I recently read Walter Isaacson’s provocative and fascinating biography of Steve Jobs, the founder of the Apple Corporation.  He was innovative, iconoclastic, weird and a genius.  He built his company not only into a successful giant, but made it the highest valued company in the entire world.  One of Steve Job’s secrets was that he was never willing to live inside the boundaries of the given.  He adopted as the motto of his company the words, “Think Different.”  I grant you that he would have been more grammatically correct if his words had been “Think Differently,” but things like that mattered very little to this man. Later he added the slogan “Accept Uncertainty.” The more I thought about Steve Jobs’ slogans, the more I yearned to make them the mottos of the Christian Church, though there is little evidence inside institutional Christianity today that any one would be responsive to either slogan.  Nonetheless that idea fed my theological fantasies and caused me to wonder what the Christian Church would look like if its members and leaders had the courage “to think different” and to “accept uncertainty.”

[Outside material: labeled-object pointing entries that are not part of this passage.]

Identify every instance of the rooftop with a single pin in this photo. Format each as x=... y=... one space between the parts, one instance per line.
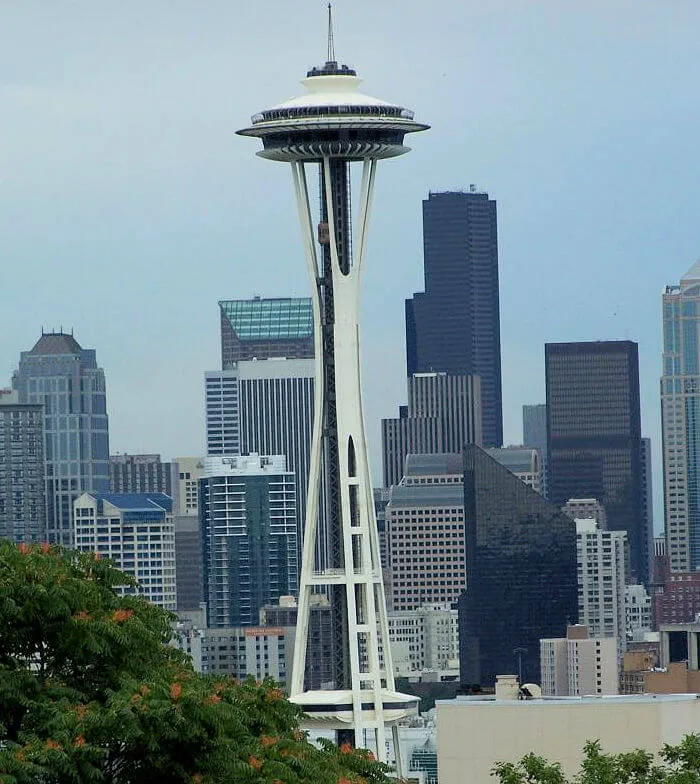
x=286 y=318
x=56 y=343
x=136 y=502
x=481 y=701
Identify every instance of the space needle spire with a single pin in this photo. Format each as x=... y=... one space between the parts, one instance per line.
x=331 y=46
x=334 y=128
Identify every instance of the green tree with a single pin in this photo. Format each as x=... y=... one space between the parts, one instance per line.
x=674 y=765
x=90 y=691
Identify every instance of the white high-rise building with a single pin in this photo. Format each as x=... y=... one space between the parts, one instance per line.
x=680 y=420
x=637 y=611
x=135 y=530
x=265 y=407
x=578 y=665
x=248 y=521
x=601 y=561
x=426 y=638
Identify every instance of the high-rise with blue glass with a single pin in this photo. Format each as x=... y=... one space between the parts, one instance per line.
x=680 y=420
x=64 y=377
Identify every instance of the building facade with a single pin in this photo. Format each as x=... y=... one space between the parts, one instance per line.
x=526 y=464
x=601 y=558
x=586 y=509
x=22 y=488
x=239 y=652
x=521 y=568
x=426 y=638
x=680 y=421
x=425 y=525
x=135 y=530
x=319 y=649
x=556 y=729
x=638 y=617
x=454 y=325
x=444 y=413
x=579 y=664
x=535 y=436
x=139 y=474
x=594 y=434
x=63 y=377
x=265 y=407
x=249 y=531
x=263 y=328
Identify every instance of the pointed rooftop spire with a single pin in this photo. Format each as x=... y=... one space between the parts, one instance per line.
x=331 y=46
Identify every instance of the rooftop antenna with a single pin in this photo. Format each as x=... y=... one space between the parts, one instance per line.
x=331 y=46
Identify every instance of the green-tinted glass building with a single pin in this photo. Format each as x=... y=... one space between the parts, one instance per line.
x=262 y=328
x=248 y=520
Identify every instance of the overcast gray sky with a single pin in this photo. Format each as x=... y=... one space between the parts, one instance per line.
x=128 y=208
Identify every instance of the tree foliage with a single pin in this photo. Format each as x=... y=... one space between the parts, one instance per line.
x=91 y=691
x=674 y=765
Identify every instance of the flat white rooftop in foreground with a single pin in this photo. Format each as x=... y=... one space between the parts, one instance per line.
x=475 y=733
x=594 y=699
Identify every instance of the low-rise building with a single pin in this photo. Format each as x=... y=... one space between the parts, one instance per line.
x=426 y=638
x=240 y=651
x=135 y=530
x=475 y=733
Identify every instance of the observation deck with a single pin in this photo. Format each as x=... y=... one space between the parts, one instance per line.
x=333 y=119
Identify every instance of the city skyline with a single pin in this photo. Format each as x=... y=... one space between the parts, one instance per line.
x=604 y=266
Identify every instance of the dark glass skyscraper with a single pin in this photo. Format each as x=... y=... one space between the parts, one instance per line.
x=594 y=432
x=249 y=534
x=66 y=380
x=261 y=328
x=521 y=573
x=454 y=326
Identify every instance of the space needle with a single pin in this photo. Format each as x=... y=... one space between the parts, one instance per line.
x=340 y=130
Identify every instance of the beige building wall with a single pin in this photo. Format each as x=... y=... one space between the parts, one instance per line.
x=473 y=735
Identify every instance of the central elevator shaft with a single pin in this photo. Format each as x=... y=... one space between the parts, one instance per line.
x=342 y=229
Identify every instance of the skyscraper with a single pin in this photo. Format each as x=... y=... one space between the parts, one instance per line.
x=135 y=530
x=262 y=328
x=521 y=573
x=425 y=529
x=601 y=558
x=594 y=431
x=454 y=326
x=444 y=413
x=22 y=490
x=65 y=378
x=248 y=518
x=680 y=421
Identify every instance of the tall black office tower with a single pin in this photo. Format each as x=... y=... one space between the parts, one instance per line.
x=594 y=434
x=454 y=326
x=521 y=573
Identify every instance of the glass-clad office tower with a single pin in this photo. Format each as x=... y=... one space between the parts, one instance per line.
x=521 y=573
x=261 y=328
x=594 y=432
x=62 y=376
x=454 y=325
x=248 y=519
x=680 y=419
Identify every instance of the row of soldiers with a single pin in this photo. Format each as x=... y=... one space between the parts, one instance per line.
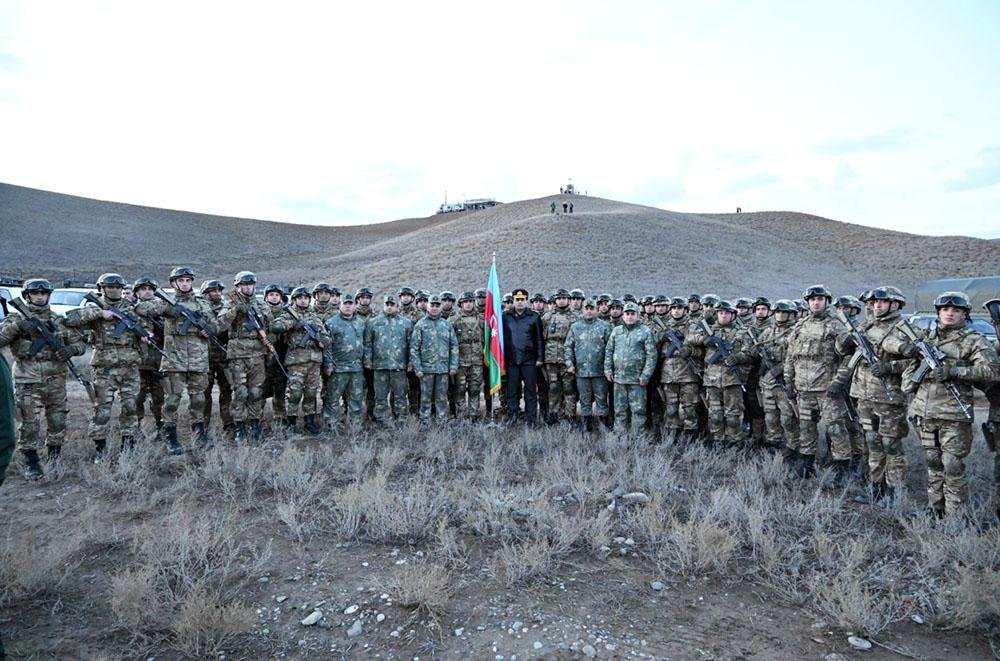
x=684 y=368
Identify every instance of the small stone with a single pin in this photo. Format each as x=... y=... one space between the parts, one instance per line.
x=312 y=618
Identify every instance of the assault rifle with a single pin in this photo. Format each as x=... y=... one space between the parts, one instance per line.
x=933 y=358
x=127 y=321
x=47 y=337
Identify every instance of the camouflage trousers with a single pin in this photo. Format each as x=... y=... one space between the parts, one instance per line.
x=725 y=413
x=813 y=407
x=304 y=383
x=680 y=405
x=466 y=391
x=434 y=393
x=108 y=381
x=946 y=445
x=630 y=398
x=885 y=428
x=781 y=425
x=593 y=391
x=35 y=400
x=246 y=376
x=217 y=375
x=562 y=390
x=174 y=384
x=344 y=385
x=392 y=391
x=151 y=387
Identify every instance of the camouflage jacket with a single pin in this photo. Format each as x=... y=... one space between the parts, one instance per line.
x=43 y=365
x=555 y=328
x=109 y=351
x=244 y=342
x=290 y=325
x=387 y=342
x=630 y=355
x=584 y=347
x=811 y=359
x=187 y=352
x=346 y=350
x=469 y=329
x=969 y=358
x=434 y=346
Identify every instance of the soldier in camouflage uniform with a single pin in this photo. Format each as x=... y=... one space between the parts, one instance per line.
x=387 y=354
x=150 y=379
x=343 y=363
x=434 y=357
x=561 y=385
x=187 y=365
x=247 y=354
x=39 y=374
x=583 y=356
x=307 y=338
x=469 y=380
x=811 y=364
x=724 y=380
x=629 y=361
x=945 y=431
x=114 y=361
x=218 y=366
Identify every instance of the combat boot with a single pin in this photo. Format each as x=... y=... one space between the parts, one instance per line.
x=170 y=436
x=32 y=467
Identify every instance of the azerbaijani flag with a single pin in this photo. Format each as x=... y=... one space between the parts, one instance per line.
x=493 y=331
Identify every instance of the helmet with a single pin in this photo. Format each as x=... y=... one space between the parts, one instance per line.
x=37 y=284
x=209 y=285
x=244 y=278
x=145 y=280
x=817 y=290
x=955 y=299
x=112 y=279
x=181 y=272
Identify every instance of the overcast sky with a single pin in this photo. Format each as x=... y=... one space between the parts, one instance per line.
x=881 y=113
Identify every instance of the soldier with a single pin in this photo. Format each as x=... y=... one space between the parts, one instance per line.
x=780 y=419
x=39 y=373
x=680 y=375
x=387 y=354
x=811 y=363
x=247 y=354
x=945 y=429
x=218 y=366
x=307 y=339
x=187 y=349
x=561 y=384
x=114 y=361
x=629 y=361
x=343 y=362
x=583 y=356
x=469 y=380
x=150 y=379
x=723 y=379
x=434 y=357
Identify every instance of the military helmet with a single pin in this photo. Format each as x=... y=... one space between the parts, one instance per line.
x=37 y=284
x=210 y=285
x=181 y=272
x=817 y=290
x=112 y=279
x=244 y=278
x=955 y=299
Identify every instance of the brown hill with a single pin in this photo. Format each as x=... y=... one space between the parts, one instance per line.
x=604 y=246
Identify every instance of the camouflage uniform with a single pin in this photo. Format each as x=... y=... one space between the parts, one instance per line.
x=387 y=353
x=434 y=352
x=629 y=360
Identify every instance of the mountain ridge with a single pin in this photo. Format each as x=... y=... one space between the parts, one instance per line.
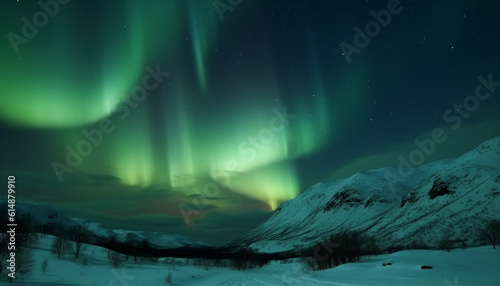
x=445 y=197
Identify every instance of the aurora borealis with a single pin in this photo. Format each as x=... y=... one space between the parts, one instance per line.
x=241 y=112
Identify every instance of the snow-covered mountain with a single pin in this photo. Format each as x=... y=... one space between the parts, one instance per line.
x=450 y=197
x=50 y=220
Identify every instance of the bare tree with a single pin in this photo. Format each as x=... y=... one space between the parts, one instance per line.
x=116 y=259
x=491 y=232
x=59 y=246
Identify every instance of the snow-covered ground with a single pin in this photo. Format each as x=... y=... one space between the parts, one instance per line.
x=473 y=266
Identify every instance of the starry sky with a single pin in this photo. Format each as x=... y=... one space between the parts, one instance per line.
x=201 y=117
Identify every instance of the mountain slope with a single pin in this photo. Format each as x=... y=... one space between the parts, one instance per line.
x=449 y=197
x=49 y=220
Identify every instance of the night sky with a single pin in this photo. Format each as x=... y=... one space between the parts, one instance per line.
x=201 y=117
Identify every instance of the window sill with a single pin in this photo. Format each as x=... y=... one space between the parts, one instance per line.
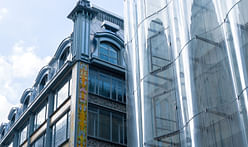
x=105 y=140
x=106 y=98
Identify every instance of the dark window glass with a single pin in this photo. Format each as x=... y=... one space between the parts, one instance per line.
x=41 y=142
x=108 y=53
x=104 y=86
x=107 y=86
x=114 y=89
x=64 y=57
x=26 y=103
x=24 y=134
x=104 y=124
x=117 y=128
x=92 y=121
x=120 y=91
x=43 y=82
x=62 y=94
x=92 y=81
x=61 y=130
x=40 y=117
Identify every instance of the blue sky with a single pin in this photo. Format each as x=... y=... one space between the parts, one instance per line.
x=30 y=32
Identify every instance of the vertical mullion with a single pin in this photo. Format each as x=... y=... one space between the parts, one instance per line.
x=110 y=129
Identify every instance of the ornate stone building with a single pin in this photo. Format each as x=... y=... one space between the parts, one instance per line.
x=79 y=98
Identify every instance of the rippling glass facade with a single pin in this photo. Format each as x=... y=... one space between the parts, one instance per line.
x=187 y=72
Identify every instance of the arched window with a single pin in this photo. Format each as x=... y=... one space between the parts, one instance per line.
x=108 y=52
x=43 y=82
x=64 y=57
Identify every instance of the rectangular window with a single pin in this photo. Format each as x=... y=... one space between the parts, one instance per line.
x=120 y=91
x=92 y=121
x=40 y=117
x=62 y=94
x=114 y=89
x=104 y=86
x=23 y=134
x=107 y=86
x=92 y=81
x=41 y=142
x=61 y=130
x=102 y=123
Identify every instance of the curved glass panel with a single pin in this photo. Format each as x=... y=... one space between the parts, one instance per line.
x=187 y=72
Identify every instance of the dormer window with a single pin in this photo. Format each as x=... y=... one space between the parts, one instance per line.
x=64 y=57
x=43 y=82
x=108 y=52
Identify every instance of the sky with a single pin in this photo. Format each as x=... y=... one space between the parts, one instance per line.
x=30 y=32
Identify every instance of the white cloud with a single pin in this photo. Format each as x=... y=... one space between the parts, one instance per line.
x=18 y=72
x=4 y=109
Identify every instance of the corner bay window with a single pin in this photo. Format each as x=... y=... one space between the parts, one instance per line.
x=40 y=142
x=108 y=52
x=61 y=130
x=107 y=86
x=106 y=124
x=62 y=94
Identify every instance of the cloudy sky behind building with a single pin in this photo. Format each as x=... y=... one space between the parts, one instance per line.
x=30 y=32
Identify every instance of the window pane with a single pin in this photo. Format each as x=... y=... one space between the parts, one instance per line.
x=70 y=89
x=92 y=123
x=113 y=53
x=10 y=145
x=113 y=60
x=40 y=117
x=62 y=94
x=23 y=135
x=104 y=124
x=40 y=142
x=120 y=91
x=103 y=51
x=124 y=92
x=104 y=86
x=69 y=125
x=60 y=131
x=114 y=89
x=108 y=52
x=116 y=128
x=92 y=81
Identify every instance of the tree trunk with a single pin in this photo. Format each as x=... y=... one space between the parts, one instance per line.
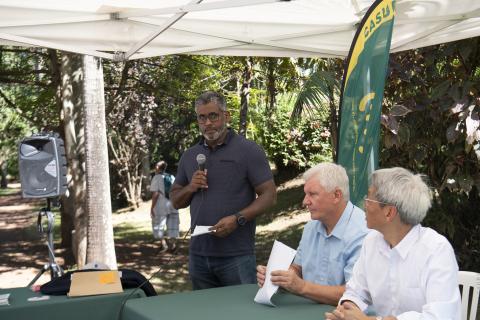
x=244 y=95
x=73 y=120
x=100 y=244
x=67 y=206
x=271 y=88
x=146 y=194
x=3 y=169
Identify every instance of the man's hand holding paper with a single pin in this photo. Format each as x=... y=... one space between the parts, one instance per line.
x=280 y=259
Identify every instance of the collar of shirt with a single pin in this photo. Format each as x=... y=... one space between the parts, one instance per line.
x=228 y=137
x=341 y=226
x=404 y=246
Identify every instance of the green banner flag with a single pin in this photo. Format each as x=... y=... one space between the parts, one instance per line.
x=362 y=94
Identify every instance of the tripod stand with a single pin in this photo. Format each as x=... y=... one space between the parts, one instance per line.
x=55 y=270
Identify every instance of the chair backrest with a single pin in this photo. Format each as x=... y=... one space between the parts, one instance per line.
x=469 y=280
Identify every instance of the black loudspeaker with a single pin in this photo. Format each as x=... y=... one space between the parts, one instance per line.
x=42 y=166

The timeliness of this idea also intrigued me. If there ever was a moment in which Christianity needed to step outside the traditional theological formulas and speak in bold new accents, it is today.  Such exciting possibilities are, however, overwhelmingly resisted in religious circles where security, peace and the absence of either conflict or change are all regarded as virtues.  So I have decided to do a series of columns throughout the coming year through which I can invite Christians into a new kind of dialogue.  I want to speculate about what Christianity might actually evolve into if Christians had the courage to do things like Steve Jobs did, that is, not to let what is be the limits of what can be.  What would be different, for example, if we were able to free the Christ experience from the first century interpretation of that experience as we now have it in the New Testament?  Why do we continue to pretend that a first century interpretation is somehow going to embody truth for all ages?  What would Christianity look like if we were willing to separate the Christ experience from the fourth century’s interpretation of that experience as presently found in the creeds?  Why do we continue to pretend that fourth century words are adequate to be the bearers of ultimate truth for all time?  Recently I had a letter from a friend who wanted to start a book study group in her Methodist Church in Mississippi to be a meeting place for those who wanted to explore the edges of Christianity.  They wanted to read some of the boundary-breaking theologians. Her request was denied by her current minister.  It was his job, he said, to “defend the faith not to question it.”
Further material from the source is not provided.